An intervention to treat depression and increase social support did not prolong event-free survival in coronary heart diseasePDF
ACP J Club. 2004 Jan-Feb;140:8. doi:10.7326/ACPJC-2004-140-1-008
Clinical Impact Ratings
ENRICHD Investigators. Effects of treating depression and low perceived social support on clinical events after myocardial infarction: the Enhancing Recovery in Coronary Heart Disease Patients (ENRICHD) Randomized Trial. JAMA. 2003;289:3106-16. [PubMed ID: 12813116]
In patients with recent myocardial infarction (MI) who are depressed or have low perceived social support (LPSS), does an intervention to treat depression and increase social support reduce recurrent MI and death?
Randomized (allocation concealed*), blinded (monitoring committee),* controlled trial with mean 29-month follow-up (Enhancing Recovery in Coronary Heart Disease Patients [ENRICHD]).
73 hospitals at 8 U.S. clinical centers.
2481 patients (mean age 61 y, 56% men) who had an MI within the past 28 days and had current depression (ENRICHD-modified Diagnostic and Statistical Manual of Mental Disorders, 4th edition [DSM-IV] criteria), LPSS (ENRICHD Social Support Instrument), or both. Exclusion criteria included acute MI after coronary intervention, psychotherapy for depression, noncardiac conditions with life expectancy < 1 year, serious illness, and major comorbid psychiatric conditions. All patients were included in the analysis.
Patients were allocated to a cognitive behavior therapy (CBT)–based intervention (n = 1238) or usual care (n = 1243). Trained therapists administered CBT tailored for depression and LPSS. Intervention-group patients who had Hamilton Rating Scale for Depression scores > 24 and < 50% reduction in Beck Depression Inventory scores after 5 weeks were eligible for sertraline, 50 mg/d to a maximum of 200 mg/d.
Main outcome measures
A composite endpoint of recurrent MI or all-cause mortality.
Analysis was by intention to treat. 39% of patients were depressed, 26% had LPSS, and 34% met both criteria. Groups did not differ for the composite endpoint or for the individual components (Table).
In patients with recent myocardial infarction (MI) who were depressed or had low perceived social support, cognitive behavior therapy plus antidepressant drugs (if indicated) did not reduce recurrent MI and death.

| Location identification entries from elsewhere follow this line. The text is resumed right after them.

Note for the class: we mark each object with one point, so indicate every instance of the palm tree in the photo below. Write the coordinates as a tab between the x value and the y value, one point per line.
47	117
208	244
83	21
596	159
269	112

Sources of funding: National Heart, Lung and Blood Institute. Sertraline (Zoloft) provided by Pfizer.
For correspondence: Dr. S.M. Czajkowski, National Heart, Lung, and Blood Institute, Bethesda, MD, USA. E-mail email@example.com.
Table. Cognitive behavior therapy intervention vs usual care for recent myocardial infarction (MI) with depression or low perceived social support†
|Outcomes at mean 29 mo||Intervention||Usual care||Hazard ratio (95% CI)|
|Death or nonfatal MI||24.2%||24.1%||1.01 (0.86 to 1.18)|
|All-cause mortality||13.6%||13.8%||0.98 (0.79 to 1.21)|
|Recurrent nonfatal MI||13.6%||13.7%||0.90 (0.71 to 1.14)|
†CI defined in Glossary. All comparisons are not significant.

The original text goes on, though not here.